Dachböden können Fundgruben sein. Das konnte jetzt Gerd Hagemann feststellen. Beim Aufräumen desselben hielt er plötzlich ein kleines Klapp-Büchlein mit rot vergilbtem Einband in der Hand: „Arnsberg (die Perle des Sauerlandes) in 12 Ansichten.“ Darin wunderschön kolorierte Postkarten mit ungewöhnlichen Perspektiven der Regierungsstadt, die Sammlerherzen höher schlagen lassen. Hergestellt das Ganze im Verlag Burghard Roselieb, Altermarkt 31.

Verlag Roselieb? Nie gehört. Altermarkt 31? Ein Haus mit solcher Nummer gibt's doch gar nicht. Stimmt. Weil es heute unter der Nummer 1-3 firmiert und keinen Verlag mehr beherbergt, sondern derzeit - nach diversen Wechseln - einen Teppichhändler im Eckhaus zur Apostelstraße.

Aber wer war Burghard Roselieb?
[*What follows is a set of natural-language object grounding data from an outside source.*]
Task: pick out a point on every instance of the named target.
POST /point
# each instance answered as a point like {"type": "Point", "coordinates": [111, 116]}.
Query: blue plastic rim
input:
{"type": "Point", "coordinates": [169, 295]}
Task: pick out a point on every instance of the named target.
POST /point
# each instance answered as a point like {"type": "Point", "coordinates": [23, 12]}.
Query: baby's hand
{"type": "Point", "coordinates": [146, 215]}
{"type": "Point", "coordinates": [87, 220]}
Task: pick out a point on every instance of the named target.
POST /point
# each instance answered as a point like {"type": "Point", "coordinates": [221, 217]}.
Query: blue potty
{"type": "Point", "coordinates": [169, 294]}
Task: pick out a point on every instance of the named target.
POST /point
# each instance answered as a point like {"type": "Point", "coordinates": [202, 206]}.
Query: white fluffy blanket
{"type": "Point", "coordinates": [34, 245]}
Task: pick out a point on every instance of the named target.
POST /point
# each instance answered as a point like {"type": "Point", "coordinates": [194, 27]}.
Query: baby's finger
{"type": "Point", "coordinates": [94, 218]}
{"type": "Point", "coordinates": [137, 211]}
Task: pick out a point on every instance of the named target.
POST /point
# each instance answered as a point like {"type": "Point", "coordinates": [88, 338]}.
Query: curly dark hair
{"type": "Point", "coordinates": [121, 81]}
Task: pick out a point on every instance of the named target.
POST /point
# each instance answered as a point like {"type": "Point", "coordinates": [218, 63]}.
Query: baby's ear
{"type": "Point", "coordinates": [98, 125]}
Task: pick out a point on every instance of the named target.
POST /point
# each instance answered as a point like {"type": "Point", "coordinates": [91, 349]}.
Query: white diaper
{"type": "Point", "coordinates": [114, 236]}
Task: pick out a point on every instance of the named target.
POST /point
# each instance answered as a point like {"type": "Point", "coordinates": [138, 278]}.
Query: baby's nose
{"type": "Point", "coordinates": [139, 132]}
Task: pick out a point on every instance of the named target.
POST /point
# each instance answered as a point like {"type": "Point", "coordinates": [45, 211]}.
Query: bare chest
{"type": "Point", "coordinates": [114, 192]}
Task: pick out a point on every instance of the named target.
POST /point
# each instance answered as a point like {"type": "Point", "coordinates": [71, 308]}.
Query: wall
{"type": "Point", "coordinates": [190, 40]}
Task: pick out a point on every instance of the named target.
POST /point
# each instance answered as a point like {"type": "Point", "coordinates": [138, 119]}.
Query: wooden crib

Da gibt es nur zwei Möglichkeiten, Genaueres zu erfahren: bei Michael Gosmann im Stadtarchiv oder Werner Bühner, dem 2. Vorsitzenden des Heimatbundes. Und richtig, beide Quellen sprudeln munter, als hätten Gosmann und Bühner noch mit Roselieb gemeinsam beim alten Rath an der Theke ein Bier gezischt. Oder auch zwei.

Im Adressbuch 1913/14 der Stadt Arnsberg jedenfalls, findet der Archivar schnell heraus, firmierte Burghard Roselieb unter der Anschrift Altemarktstraße 31 als Nachfolger der bekannten Druckerei H.R. Stein und empfahl sich als Buch-, Kunst- und Schreibwarenhandlung sowie als Bilder-Einrahmegeschäft und Ansichtskarten-Verlag. Da war es auch kein Wunder, dass der Geschäftsmann einen steten „Eingang von Neuheiten in Künstler-Postkarten“ vermelden konnte.

Und zur Reisezeit warb Roselieb mit Andenken und kunstgewerblichen Geschenkartikeln „mit Ansichten von Arnsberg“. Ein großes „Lager in Zigarren und Zigaretten“ und ein „Losevertrieb“ für die Klassenlotterie komplettierten das Angebot in dem, vermutet Michael Gosmann, „wohl eher kleinerem Lädchen“. Klein deshalb, weil sich im gleichen Gebäude des Hauses „Altemarktstraße 31“ auch das große Textilgeschäft der jüdischen Familie Rosenthal befand. Bis dann später die Nazis kamen und durch brutale Arisierung für ihrer Ansicht nach klare Verhältnisse sorgten.

Aber woher kommt die kuriose Adress-Bezeichnung? Möglicherweise, so Gosmann, durch eine Nachlässigkeit der damaligen Drucker, die den Alten Markt kurzerhand zur Altemarktstraße werden ließen. Praktisch als dritte Adressvariante. „Denn das Buch wurde weitab von Arnsberg gedruckt.“ Da kann man schon mal mit den Namen durcheinanderkommen.

Burghard Roselieb war aber wohl auch ein fotografischer Tüftler. Das jedenfalls haben Werner Bühner in seiner Funktion als Theodor-Heuss-Schulleiter und seine Schüler schon Ende der 80er Jahre entdeckt. Im Rahmen des Schulprojektes „Arnsberg in den 20er Jahren“. „Dabei haben wir die von Roselieb hinterlassen Foto-Glasplatten in etwa DIN-A5-Größe entwickelt. Heraus kamen irre scharfe Aufnahmen aus jener Zeit.“ Diese Aufnahmen, so Bühner, habe der findige Roselieb mit einer für die damalige Zeit raffinierten Technik weiterverarbeitet. „Durch eine leichte seitliche Verschiebung entstand quasi ein 3D-Effekt.“

Die Fotoplatten sind heute Bestandteil des Stadtarchivs. Als Hinterlassenschaft eines Mannes, der das einst noch üppige Geschäftsleben auf Steinweg und Alter Markt bereicherte und dabei Kaiserreich, Weimarer Republik und die Anfänge der Bundesrepublik erlebte. Und dazwischen sogar noch ein Tausendjähriges Reich.

Was wurde aus Burghard Roselieb? „Er ist Anfang der 50er Jahre verstorben,“ weiß Werner Bühner. Seine Spuren findet man noch heute. Und wenn es zufällig auf dem Hagemann’schen Dachboden ist.